– Прекрасно! – сказал Атос. – Вы первый поэт в свете, любезный Арамис; теперь остается только написать на этом письме адрес.
– Это очень легко, – сказал Арамис.
Он кокетливо сложил письмо и написал:
"Девице Мишон, белошвейке в Туре".
Три друга смеясь, переглянулись между собой; они ничего не узнали.
– Теперь вы понимаете, господа, – сказал Арамис, – что только Базен может отвезти это письмо в Тур; моя кузина знает только Базена и к нему одному имеет доверие; никто другой не исполнит этого удачно.
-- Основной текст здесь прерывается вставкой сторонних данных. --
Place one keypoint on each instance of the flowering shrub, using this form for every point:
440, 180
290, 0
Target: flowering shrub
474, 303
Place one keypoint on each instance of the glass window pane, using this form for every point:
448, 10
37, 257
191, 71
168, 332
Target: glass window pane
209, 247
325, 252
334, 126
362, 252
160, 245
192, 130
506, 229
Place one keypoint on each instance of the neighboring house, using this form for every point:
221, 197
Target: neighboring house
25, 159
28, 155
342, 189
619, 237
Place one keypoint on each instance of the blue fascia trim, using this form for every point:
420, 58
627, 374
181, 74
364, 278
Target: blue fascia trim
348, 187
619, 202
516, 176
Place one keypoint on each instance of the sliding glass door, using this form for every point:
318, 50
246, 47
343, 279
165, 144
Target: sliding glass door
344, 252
Притом Базен честолюбив и учен, Базен читал историю, господа; он знает, что Сикст Пятый прежде пас свиней, а потом сделался папой; а так как он хочет поступить в духовное звание вместе со мной, то и не теряет надежды сделаться со временем папой, или, по крайней мере, кардиналом; вы понимаете, что человек, имеющий подобные виды на будущее, не попадется, или если попадется, то выдержит пытку, но ничего не скажет.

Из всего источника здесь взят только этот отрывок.